THE TWELFTH CHAPTERWhere the Emperor of the Country of Great Light finds out the real purpose of the Assalah construction from the opposition press and expresses his confusion

In the beginning of May a large article filled a quarter of a page in one of the most influential newspapers — MegaMoney. A well known economy journalist and a Ronald Trevis' fan Christopher Blant figured out (or got a hint) to perform the simplest calculation — he took secondary balances that large banks had to publish and added up all the credits granted to the Empire of Great Light.

The result was that this year Weia had to pay off about one hundred forty million dinars on all its foreign and domestic loans; at the same time the total sum of all taxes collected this year would be only one hundred twenty million dinars. "The real total of all the Weian loans is probably higher," Blant wrote, "and it's clear that the only way Weia can make payments on its loans is to obtain more loans at a higher interest rate. It can't go on forever. Weian economy will crash and Weian ishevik will be devalued."

The investors clutched their heads. They demanded the Weian government to publish the real debt figures. During next week, the government published three different figures — eighty, hundred and hundred and thirteen billion — all of them signed by the finance minister.

It only spread the panic further.

Somebody started a rumor that the payments on the two billion dinars credit obtained by Weia from Galactic Bank would be postponed first — this credit had been turned into securities and distributed on the market after the bank had gone public.

The quotes went down by a factor of two and after that Weian government came out with a restructuring plan.

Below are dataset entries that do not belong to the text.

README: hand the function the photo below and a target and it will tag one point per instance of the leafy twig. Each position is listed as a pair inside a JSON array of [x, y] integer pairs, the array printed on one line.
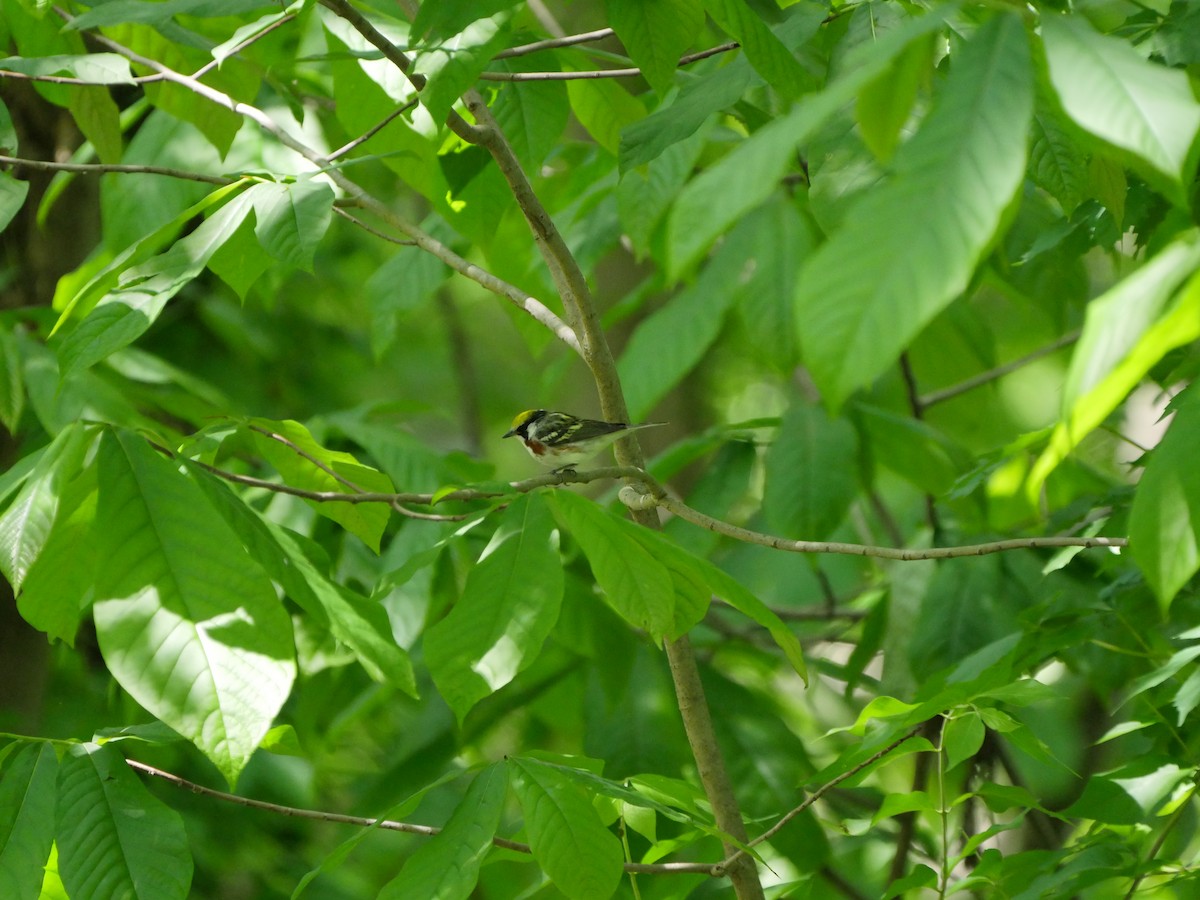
[[385, 823]]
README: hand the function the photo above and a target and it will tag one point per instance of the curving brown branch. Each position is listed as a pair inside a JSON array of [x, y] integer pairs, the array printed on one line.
[[387, 823]]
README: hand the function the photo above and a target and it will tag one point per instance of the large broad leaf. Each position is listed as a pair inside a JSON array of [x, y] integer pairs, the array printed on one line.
[[576, 851], [636, 585], [657, 34], [749, 174], [811, 474], [27, 820], [507, 610], [671, 341], [293, 562], [912, 245], [448, 867], [765, 51], [130, 309], [1164, 525], [1127, 363], [292, 450], [114, 838], [1116, 94], [25, 526], [187, 623], [451, 65], [291, 219]]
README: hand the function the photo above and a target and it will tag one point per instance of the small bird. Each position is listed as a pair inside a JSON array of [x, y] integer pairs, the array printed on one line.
[[562, 441]]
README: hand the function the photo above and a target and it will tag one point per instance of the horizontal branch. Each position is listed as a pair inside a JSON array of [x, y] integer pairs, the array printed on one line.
[[631, 72], [993, 375], [819, 793], [657, 496], [387, 823], [552, 43], [91, 168]]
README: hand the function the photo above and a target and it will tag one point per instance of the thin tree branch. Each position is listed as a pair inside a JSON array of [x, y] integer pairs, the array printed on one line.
[[71, 79], [631, 72], [253, 39], [552, 43], [529, 305], [376, 232], [385, 823], [375, 130], [821, 792], [108, 168], [993, 375]]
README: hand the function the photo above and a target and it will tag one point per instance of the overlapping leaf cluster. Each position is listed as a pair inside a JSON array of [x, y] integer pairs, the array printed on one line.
[[239, 427]]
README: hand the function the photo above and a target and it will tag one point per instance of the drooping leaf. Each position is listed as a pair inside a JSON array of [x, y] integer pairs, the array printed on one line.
[[187, 623], [291, 219], [657, 34], [580, 855], [1123, 99], [114, 838], [27, 819], [291, 448], [505, 612], [448, 867], [886, 273], [634, 582], [1164, 523]]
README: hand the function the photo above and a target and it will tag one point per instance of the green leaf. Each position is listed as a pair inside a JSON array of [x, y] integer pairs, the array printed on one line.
[[453, 64], [885, 105], [12, 198], [94, 67], [294, 563], [1116, 94], [507, 610], [885, 274], [750, 173], [130, 309], [961, 738], [671, 341], [634, 582], [657, 34], [27, 819], [59, 586], [364, 520], [647, 138], [114, 838], [100, 120], [187, 623], [25, 526], [1180, 325], [811, 474], [766, 52], [576, 851], [533, 115], [291, 219], [448, 867], [604, 108]]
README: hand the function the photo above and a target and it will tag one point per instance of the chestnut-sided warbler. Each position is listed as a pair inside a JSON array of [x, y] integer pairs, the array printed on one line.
[[562, 441]]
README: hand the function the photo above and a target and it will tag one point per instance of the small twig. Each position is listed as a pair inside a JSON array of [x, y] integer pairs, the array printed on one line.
[[105, 168], [551, 43], [384, 823], [371, 229], [631, 72], [70, 79], [991, 375], [375, 130], [821, 792], [253, 39]]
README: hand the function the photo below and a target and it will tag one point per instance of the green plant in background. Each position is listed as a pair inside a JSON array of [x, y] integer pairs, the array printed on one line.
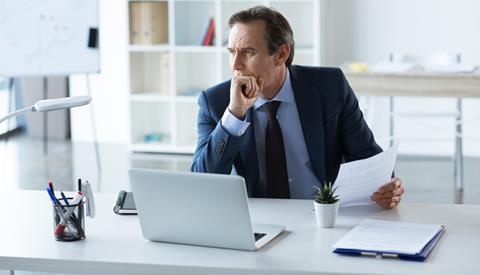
[[325, 194]]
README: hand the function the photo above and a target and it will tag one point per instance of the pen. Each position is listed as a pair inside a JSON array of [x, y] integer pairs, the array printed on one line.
[[74, 217], [61, 226], [64, 198], [50, 185]]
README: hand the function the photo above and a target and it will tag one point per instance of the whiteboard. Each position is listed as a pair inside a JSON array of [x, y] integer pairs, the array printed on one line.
[[48, 37]]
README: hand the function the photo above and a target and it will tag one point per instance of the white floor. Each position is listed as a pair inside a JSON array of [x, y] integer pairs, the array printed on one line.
[[24, 166]]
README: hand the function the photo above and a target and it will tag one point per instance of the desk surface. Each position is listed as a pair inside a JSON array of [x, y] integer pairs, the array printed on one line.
[[415, 84], [114, 243]]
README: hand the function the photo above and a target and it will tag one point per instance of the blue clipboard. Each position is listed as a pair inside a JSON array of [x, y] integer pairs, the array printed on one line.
[[420, 257]]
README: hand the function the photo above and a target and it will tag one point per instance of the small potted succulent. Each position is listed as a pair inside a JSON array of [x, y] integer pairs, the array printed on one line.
[[326, 205]]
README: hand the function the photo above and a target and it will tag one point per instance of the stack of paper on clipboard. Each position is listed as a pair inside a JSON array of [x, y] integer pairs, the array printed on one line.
[[409, 241]]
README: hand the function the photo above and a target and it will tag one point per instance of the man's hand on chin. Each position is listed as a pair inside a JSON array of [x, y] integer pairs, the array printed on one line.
[[390, 194]]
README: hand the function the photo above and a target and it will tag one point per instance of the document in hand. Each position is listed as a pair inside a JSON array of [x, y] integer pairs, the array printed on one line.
[[409, 241], [357, 180]]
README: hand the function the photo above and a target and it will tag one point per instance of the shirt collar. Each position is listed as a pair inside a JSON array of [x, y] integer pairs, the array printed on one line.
[[285, 94]]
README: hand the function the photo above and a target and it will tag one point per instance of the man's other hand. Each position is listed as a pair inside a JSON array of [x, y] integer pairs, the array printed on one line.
[[244, 91], [390, 194]]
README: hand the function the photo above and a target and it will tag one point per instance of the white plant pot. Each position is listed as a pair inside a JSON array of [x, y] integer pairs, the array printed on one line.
[[326, 214]]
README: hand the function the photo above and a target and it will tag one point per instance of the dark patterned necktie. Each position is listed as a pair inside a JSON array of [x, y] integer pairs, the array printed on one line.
[[277, 175]]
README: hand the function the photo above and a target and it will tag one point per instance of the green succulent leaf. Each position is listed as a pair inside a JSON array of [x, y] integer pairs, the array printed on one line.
[[325, 194]]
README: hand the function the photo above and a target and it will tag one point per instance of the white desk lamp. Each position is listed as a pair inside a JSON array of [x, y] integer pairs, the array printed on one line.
[[51, 105]]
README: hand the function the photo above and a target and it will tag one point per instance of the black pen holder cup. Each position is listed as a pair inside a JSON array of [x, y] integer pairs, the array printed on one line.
[[68, 228]]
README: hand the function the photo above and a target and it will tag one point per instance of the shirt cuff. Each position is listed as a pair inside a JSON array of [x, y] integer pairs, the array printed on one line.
[[233, 125]]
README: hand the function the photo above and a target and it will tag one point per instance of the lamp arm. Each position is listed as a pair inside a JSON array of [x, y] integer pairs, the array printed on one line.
[[16, 113]]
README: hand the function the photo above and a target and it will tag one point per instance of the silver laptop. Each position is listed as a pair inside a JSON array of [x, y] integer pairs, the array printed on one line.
[[198, 209]]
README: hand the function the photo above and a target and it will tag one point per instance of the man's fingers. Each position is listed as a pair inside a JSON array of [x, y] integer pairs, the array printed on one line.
[[389, 194], [392, 185]]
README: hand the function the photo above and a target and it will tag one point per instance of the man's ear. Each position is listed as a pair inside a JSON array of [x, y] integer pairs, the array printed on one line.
[[282, 54]]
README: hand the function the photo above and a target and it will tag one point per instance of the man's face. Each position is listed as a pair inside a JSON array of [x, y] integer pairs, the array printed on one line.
[[249, 54]]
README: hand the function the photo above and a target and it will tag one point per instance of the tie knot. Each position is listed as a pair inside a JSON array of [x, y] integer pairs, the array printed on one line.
[[271, 108]]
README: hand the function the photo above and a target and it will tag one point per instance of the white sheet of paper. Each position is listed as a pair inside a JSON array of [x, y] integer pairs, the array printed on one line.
[[358, 180], [389, 236]]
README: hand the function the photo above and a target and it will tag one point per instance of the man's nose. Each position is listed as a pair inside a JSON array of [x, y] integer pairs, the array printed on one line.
[[237, 62]]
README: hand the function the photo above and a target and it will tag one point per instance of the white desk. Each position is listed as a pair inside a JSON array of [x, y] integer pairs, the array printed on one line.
[[423, 84], [114, 243]]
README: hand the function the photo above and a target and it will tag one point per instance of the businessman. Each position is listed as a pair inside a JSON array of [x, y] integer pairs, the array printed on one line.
[[284, 128]]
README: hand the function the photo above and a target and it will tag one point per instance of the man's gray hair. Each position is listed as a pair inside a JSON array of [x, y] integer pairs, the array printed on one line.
[[278, 30]]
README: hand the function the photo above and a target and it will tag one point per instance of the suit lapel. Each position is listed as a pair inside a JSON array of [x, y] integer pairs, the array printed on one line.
[[311, 120]]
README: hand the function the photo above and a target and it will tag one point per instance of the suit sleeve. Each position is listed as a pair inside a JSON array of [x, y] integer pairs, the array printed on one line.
[[216, 148], [356, 137]]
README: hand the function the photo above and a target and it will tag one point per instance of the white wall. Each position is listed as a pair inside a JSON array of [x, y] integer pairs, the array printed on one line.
[[110, 87], [369, 30], [353, 30]]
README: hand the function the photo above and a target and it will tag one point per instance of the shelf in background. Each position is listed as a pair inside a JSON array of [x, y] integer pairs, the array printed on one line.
[[149, 48]]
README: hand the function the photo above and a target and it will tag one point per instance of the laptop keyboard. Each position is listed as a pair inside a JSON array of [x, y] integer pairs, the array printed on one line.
[[258, 236]]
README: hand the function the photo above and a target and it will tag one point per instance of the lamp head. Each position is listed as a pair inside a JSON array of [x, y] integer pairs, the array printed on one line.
[[60, 103]]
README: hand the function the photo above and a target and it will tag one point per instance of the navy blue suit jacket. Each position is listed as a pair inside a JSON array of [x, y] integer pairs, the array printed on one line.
[[332, 125]]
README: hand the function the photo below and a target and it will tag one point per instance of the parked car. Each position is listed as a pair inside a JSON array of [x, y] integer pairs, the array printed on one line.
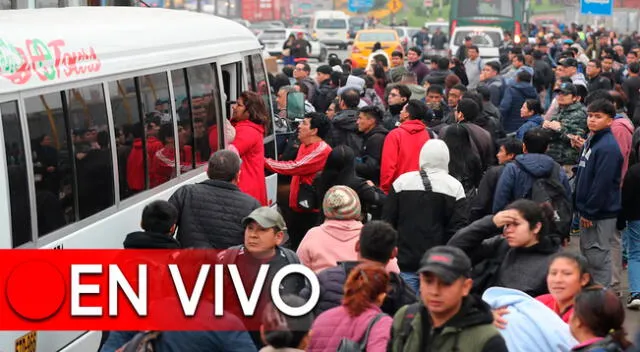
[[487, 39], [274, 39]]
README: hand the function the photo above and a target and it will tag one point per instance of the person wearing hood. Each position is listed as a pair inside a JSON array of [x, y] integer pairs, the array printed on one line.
[[159, 220], [570, 120], [518, 177], [426, 207], [400, 153], [344, 129], [335, 239], [373, 135], [531, 326], [530, 111], [398, 96], [448, 318], [513, 99], [438, 76], [376, 244], [512, 248]]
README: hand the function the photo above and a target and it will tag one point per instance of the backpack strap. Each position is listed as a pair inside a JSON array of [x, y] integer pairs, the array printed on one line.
[[363, 341], [425, 181], [407, 319]]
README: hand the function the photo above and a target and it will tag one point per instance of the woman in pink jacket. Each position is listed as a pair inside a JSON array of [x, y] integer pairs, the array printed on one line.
[[364, 292]]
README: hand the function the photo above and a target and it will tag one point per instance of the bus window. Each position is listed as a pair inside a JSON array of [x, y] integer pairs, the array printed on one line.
[[205, 107], [17, 172], [126, 115], [87, 115], [51, 149], [159, 130]]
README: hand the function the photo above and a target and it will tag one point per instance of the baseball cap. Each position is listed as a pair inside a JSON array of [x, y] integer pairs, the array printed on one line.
[[266, 217], [569, 62], [447, 262], [567, 88]]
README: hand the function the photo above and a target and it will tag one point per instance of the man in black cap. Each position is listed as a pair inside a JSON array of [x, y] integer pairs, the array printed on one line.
[[448, 318], [326, 93]]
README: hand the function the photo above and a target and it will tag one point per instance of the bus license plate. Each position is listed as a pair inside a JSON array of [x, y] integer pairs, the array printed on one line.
[[27, 343]]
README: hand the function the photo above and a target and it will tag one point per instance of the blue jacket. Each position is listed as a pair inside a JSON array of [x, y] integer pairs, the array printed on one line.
[[532, 122], [598, 177], [518, 177], [531, 326], [511, 103]]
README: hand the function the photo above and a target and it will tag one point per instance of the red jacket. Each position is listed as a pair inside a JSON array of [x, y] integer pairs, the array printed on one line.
[[309, 161], [401, 152], [135, 162], [249, 143]]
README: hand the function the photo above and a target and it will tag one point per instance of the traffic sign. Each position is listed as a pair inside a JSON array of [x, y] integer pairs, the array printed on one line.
[[596, 7], [394, 5], [360, 5]]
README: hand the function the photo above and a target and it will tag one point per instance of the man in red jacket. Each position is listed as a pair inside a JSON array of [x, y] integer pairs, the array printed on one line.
[[401, 149], [312, 155]]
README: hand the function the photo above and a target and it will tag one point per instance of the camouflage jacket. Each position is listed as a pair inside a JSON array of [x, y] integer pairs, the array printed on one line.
[[574, 122]]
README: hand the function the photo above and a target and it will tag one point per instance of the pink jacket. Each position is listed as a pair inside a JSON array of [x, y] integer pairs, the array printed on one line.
[[332, 242], [335, 324], [622, 130]]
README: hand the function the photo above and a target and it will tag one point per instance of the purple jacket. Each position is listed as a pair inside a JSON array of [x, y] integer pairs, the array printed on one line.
[[335, 324]]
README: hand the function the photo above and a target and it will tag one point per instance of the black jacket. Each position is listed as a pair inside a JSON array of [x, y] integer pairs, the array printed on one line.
[[150, 240], [332, 289], [210, 214], [368, 165], [523, 269]]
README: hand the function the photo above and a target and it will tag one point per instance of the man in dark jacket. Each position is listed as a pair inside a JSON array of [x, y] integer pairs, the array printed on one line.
[[482, 204], [344, 127], [513, 99], [426, 207], [518, 177], [326, 92], [373, 134], [597, 195], [377, 244], [448, 318], [159, 224], [210, 212]]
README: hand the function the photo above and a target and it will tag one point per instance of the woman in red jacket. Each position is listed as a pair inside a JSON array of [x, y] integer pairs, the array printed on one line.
[[249, 119]]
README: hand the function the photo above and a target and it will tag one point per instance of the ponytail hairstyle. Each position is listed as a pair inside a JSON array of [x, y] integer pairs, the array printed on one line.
[[363, 286], [283, 331], [536, 213], [600, 310]]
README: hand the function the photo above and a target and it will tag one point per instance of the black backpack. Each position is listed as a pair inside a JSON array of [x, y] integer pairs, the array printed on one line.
[[551, 190], [347, 345]]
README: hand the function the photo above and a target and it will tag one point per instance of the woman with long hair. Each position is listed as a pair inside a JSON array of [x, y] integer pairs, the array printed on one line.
[[464, 162], [514, 246], [340, 169], [250, 118], [364, 291], [597, 321]]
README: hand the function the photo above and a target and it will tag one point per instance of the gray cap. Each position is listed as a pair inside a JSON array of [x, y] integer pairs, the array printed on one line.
[[266, 217]]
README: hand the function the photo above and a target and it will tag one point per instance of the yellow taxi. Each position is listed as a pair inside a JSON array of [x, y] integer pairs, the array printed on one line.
[[365, 40]]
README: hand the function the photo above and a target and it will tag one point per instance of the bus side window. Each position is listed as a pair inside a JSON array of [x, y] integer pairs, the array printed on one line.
[[52, 150], [128, 126], [17, 172], [92, 150]]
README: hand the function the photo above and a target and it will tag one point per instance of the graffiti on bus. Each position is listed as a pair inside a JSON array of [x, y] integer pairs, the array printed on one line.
[[45, 61]]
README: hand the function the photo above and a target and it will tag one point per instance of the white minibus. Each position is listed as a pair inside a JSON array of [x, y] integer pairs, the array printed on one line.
[[80, 88]]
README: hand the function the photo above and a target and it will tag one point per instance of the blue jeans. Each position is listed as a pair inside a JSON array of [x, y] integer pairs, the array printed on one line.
[[412, 280], [632, 236]]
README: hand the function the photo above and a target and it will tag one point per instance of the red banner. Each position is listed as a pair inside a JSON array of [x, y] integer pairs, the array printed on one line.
[[141, 290]]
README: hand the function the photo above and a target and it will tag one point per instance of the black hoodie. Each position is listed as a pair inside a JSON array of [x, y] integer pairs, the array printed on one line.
[[150, 240]]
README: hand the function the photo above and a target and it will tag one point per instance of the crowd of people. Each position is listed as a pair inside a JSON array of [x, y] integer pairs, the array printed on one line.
[[435, 202]]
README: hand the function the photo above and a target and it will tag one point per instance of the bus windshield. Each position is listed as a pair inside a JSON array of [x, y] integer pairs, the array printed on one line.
[[475, 8], [327, 23]]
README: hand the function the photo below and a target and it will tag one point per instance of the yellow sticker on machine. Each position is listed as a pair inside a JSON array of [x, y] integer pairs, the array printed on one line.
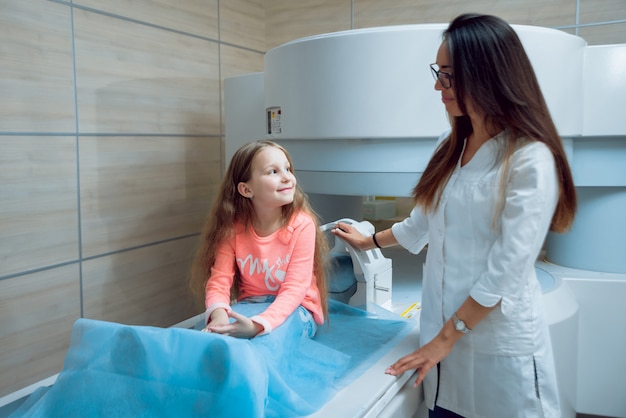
[[411, 310]]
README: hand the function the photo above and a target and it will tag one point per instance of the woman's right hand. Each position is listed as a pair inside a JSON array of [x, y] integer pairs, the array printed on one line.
[[352, 236]]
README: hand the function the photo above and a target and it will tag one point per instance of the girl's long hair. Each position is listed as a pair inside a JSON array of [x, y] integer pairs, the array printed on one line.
[[491, 70], [230, 208]]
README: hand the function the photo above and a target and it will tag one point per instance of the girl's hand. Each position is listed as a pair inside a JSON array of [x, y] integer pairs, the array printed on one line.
[[352, 236], [243, 327]]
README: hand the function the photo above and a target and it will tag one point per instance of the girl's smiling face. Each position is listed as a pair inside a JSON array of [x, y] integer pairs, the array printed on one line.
[[272, 183]]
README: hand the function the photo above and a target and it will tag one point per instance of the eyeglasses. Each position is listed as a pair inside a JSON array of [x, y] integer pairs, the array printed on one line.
[[444, 78]]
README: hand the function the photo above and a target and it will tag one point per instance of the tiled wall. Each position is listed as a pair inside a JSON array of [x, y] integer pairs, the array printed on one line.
[[110, 153], [111, 143]]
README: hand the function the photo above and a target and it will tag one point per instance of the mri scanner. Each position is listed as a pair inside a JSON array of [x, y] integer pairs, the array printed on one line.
[[359, 115]]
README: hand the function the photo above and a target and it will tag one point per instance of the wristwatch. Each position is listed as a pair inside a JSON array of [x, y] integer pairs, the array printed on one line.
[[460, 325]]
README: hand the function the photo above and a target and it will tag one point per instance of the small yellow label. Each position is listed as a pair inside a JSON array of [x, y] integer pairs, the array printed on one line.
[[411, 310]]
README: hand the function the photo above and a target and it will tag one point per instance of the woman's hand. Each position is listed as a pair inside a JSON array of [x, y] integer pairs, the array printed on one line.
[[422, 359], [243, 327], [352, 236]]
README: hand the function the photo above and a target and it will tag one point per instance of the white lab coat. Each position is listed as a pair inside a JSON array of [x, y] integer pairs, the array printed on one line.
[[504, 366]]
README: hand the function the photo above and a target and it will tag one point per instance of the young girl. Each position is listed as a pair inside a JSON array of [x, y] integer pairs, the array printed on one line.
[[261, 244]]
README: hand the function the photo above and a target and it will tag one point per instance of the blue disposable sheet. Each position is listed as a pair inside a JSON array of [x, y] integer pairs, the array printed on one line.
[[114, 370]]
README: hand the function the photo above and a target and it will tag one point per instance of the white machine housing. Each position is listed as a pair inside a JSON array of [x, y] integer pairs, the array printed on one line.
[[360, 117], [372, 269]]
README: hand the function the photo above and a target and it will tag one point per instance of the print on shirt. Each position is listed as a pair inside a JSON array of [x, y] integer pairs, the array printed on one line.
[[273, 278]]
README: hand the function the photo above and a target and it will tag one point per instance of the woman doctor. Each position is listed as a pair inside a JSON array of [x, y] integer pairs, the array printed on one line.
[[495, 185]]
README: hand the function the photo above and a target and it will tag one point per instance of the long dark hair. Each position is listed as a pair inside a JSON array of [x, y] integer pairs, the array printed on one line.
[[231, 208], [492, 71]]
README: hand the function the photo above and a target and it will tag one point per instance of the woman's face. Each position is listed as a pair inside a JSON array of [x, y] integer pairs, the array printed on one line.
[[447, 94]]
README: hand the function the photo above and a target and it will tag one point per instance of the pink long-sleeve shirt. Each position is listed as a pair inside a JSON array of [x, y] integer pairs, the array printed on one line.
[[279, 264]]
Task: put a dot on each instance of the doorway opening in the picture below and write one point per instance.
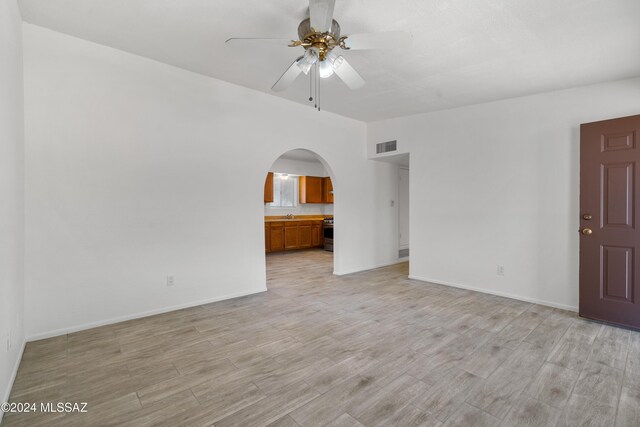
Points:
(401, 163)
(299, 217)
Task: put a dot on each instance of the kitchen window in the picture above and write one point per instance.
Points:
(285, 191)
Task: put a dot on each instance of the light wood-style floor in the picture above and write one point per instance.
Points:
(372, 348)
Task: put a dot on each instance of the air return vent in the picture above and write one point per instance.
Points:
(386, 147)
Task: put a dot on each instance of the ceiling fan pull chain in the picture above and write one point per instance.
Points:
(311, 85)
(318, 82)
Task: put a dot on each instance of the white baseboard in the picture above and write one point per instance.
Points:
(496, 293)
(63, 331)
(16, 365)
(359, 270)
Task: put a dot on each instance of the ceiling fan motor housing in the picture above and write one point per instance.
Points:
(322, 42)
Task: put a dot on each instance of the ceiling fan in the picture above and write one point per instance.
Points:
(319, 35)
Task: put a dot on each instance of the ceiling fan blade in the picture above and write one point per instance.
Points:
(347, 73)
(288, 77)
(321, 14)
(390, 40)
(251, 41)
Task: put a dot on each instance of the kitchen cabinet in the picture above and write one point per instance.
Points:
(292, 234)
(276, 236)
(310, 189)
(316, 235)
(268, 188)
(327, 190)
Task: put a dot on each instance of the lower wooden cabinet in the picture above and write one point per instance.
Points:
(276, 237)
(289, 235)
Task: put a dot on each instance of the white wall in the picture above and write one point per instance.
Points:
(11, 195)
(498, 183)
(300, 167)
(125, 159)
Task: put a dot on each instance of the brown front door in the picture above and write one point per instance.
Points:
(609, 221)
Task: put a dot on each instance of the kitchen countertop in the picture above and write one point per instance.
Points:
(294, 219)
(297, 218)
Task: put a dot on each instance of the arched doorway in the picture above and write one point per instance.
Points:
(299, 213)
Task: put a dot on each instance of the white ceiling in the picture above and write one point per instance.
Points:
(301, 155)
(464, 51)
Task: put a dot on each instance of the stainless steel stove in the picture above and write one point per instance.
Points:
(328, 234)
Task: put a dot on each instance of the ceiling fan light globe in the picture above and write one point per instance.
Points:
(306, 62)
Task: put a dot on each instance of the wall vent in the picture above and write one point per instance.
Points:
(385, 147)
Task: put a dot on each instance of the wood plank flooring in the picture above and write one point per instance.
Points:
(371, 349)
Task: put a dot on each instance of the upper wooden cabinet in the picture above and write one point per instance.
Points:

The two billion loan would be taken over by a new company BOAR that would obtain in exchange — at no cost — one of the largest nickel and other non-ferrous metals deposits in the Galaxy where the government had already built an ore enrichment facility. The concern and all the other companies registered at its territories would not have to pay anything towards the state's budget.

Three very influential Weian entrepreneurs and Terence Bemish were the company's cofounders. Even by the most modest estimate, the profit from the export of non-ferrous metals would be three times larger that the payments on the state's debt that the company would have to make. The bond prices skyrocketed at once to 97 % of their face value.

The bankers were tearing their hair out in shock. The newspaper article resulted — without any responsibility from the Weian government's side — in devaluation of the bonds. Their value could have dropped to even 30 % if somebody hadn't bought devalued securities through Ronald Trevis.

Inissa governor came, probably, the closest to the understanding of the true reasons behind the panic; he didn't really like Shavash and he sent him a birthday gift — a disinfectant can with a label "for avarice."

Bemish started visiting Earth often on BOAR business and every time he would wonder at a skyline awkwardly constricted by the buildings and a meager lonely moon. Once, in June, Trevis remarked that the calculations that Bemish held in his hands had been done by Ashinik and the lad had an internship in the head office during his holidays.

"How is he?" Bemish asked unaffectedly.

"He is trying hard," Trevis said, "but he is very disappointed."

"What is he disappointed with?"

"He is disappointed that nobody kisses his boots. They kissed his boots on Weia when he led the sect, didn't they?"

"No," Bemish answered, "they didn't kiss his boots. They gathered dust where he walked and gave it to the pregnant and to the sick to drink."

"Well," Trevis said, "he is disappointed that nobody gathers his dust."

"How is his wife doing?" Bemish asked unexpectedly.

"Is he married?" Trevis was surprised.

Bemish didn't answer.

Bemish had a bit of time after his meetings and before the ship's departure; he ascended to his hotel room and connected to the White Pages website via a computer. The computer thought for a while and then belched forth several green lines. On the black screen, they resembled a rim of meson irradiation formed around the exhausts of an interstar ship. Bemish sat on a coach motionless for a while and then he ordered a taxi and rode in it to the address that he got in the White Pages.